Tuesday, May 12, 2009

The Law Is An Ass


A Florida woman appeared in federal court here today, accused of having pocketed more than $8.5 million from an online prostitution business that employed pornography stars and fashion models.

So this woman sets up a prostitution business for the rich and mighty. Fees ranged from $50,000 a night, and upward, according to the report.

Let me see if I got this right:
If a woman has sex for money, on camera, for the entertainment of the masses, it's all legal and good.
If the same woman has sex for money, in private, then it's a crime.

Where the hell is the moralist's logic on this one?

6 comments:

W.B. Picklesworth said...

They would say that pornography should be illegal as well. I feel torn on this one. I think pornography is a plague on society, damaging men in particular and through them their wives and families; I also think it damages the people involved with the production and there are powers involved (shame and coercion) that enable producers to manipulate participants.)

However, I dislike the idea of the state getting involved because the state gets hung up on power and that's a nasty business too. Ultimately individuals have to answer for it, but in the mean time another generation of boys gets sucked into it and more girls get objectified, exploited and tossed to the curb.

Bike Bubba said...

What Ben says.

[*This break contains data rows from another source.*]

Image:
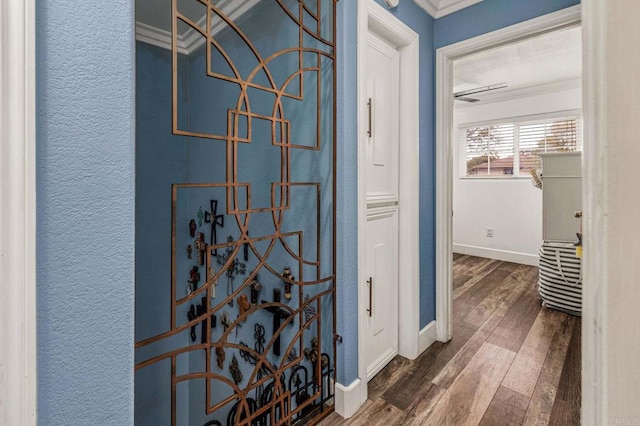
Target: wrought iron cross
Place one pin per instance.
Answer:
(215, 220)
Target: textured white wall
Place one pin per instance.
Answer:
(512, 207)
(85, 211)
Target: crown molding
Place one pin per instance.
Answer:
(157, 37)
(191, 39)
(439, 8)
(428, 6)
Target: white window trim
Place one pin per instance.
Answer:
(18, 396)
(516, 121)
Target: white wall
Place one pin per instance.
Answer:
(512, 207)
(611, 336)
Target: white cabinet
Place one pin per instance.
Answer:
(561, 195)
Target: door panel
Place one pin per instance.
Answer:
(382, 90)
(382, 262)
(381, 229)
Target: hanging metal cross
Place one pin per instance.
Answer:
(215, 220)
(309, 311)
(235, 268)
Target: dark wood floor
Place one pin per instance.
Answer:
(510, 362)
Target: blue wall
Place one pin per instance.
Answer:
(85, 211)
(85, 193)
(491, 15)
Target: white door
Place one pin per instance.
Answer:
(381, 230)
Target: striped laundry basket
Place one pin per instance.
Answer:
(560, 283)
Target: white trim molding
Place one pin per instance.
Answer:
(594, 190)
(374, 18)
(18, 396)
(444, 157)
(439, 8)
(427, 336)
(503, 255)
(347, 398)
(191, 40)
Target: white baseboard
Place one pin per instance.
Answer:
(504, 255)
(427, 336)
(347, 399)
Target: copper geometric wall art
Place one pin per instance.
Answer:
(251, 335)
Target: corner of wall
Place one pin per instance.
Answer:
(347, 399)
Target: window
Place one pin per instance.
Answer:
(511, 149)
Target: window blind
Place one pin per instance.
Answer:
(511, 149)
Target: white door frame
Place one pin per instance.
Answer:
(444, 144)
(17, 225)
(373, 17)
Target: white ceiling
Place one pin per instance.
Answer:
(440, 8)
(157, 13)
(544, 60)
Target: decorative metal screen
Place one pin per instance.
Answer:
(250, 339)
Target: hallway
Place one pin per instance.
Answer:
(511, 361)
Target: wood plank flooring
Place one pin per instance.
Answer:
(510, 362)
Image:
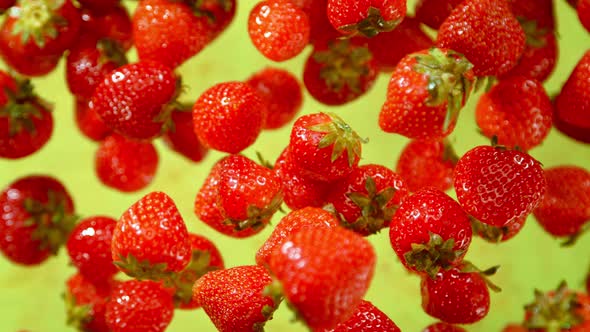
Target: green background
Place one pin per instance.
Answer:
(31, 297)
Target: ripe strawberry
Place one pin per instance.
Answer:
(324, 147)
(517, 111)
(89, 248)
(151, 240)
(323, 287)
(368, 198)
(366, 17)
(182, 138)
(133, 99)
(496, 185)
(425, 94)
(430, 231)
(281, 92)
(565, 208)
(139, 306)
(408, 38)
(339, 71)
(229, 116)
(308, 217)
(234, 299)
(487, 33)
(37, 217)
(124, 164)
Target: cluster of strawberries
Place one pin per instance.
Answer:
(317, 258)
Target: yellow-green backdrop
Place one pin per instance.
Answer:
(30, 298)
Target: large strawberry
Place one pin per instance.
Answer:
(425, 94)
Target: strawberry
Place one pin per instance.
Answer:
(496, 185)
(26, 123)
(427, 163)
(278, 29)
(234, 299)
(368, 198)
(124, 164)
(517, 111)
(425, 94)
(182, 138)
(133, 99)
(323, 287)
(281, 92)
(151, 240)
(487, 33)
(37, 217)
(339, 71)
(366, 17)
(324, 147)
(308, 217)
(89, 248)
(139, 306)
(408, 38)
(565, 208)
(229, 116)
(430, 231)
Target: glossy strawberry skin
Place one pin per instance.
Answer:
(496, 186)
(229, 117)
(139, 92)
(324, 288)
(233, 298)
(124, 164)
(138, 306)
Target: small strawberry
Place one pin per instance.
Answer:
(425, 94)
(234, 299)
(496, 185)
(323, 273)
(229, 116)
(137, 306)
(430, 231)
(37, 217)
(133, 99)
(517, 111)
(281, 92)
(151, 240)
(487, 33)
(368, 198)
(124, 164)
(309, 217)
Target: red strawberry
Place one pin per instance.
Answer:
(37, 217)
(324, 147)
(229, 116)
(408, 38)
(323, 287)
(430, 231)
(133, 99)
(427, 163)
(496, 185)
(517, 111)
(309, 217)
(487, 33)
(234, 299)
(281, 92)
(366, 17)
(138, 306)
(339, 71)
(151, 239)
(565, 208)
(89, 248)
(425, 94)
(124, 164)
(368, 198)
(182, 138)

Prostitution is not a victimless crime, as it rarely occurs without some sort of compulsion, generally involving sexual abuse, drug use, or other crimes against the "girl." It goes both for hardcore porn and "hardcore porn before an audience of one."

Anonymous said...

"If a woman has sex for money, on camera, for the entertainment of the masses, it's all legal and good.
If the same woman has sex for money, in private, then it's a crime.

Where the hell is the moralist's logic on this one?"

That is a very good question.


Baffles the bejeepers out of me.

Again ......great question.

chills

Palm boy said...

...Who is John Galt?

kr said...

WBP said it well.

I suppose the followup question, is when did you start equating morality with the law ;)?

Brian said...

Bubba--the criminalization of prostitution drives the sex trade underground, where the type of abuses you describe more easily flourish.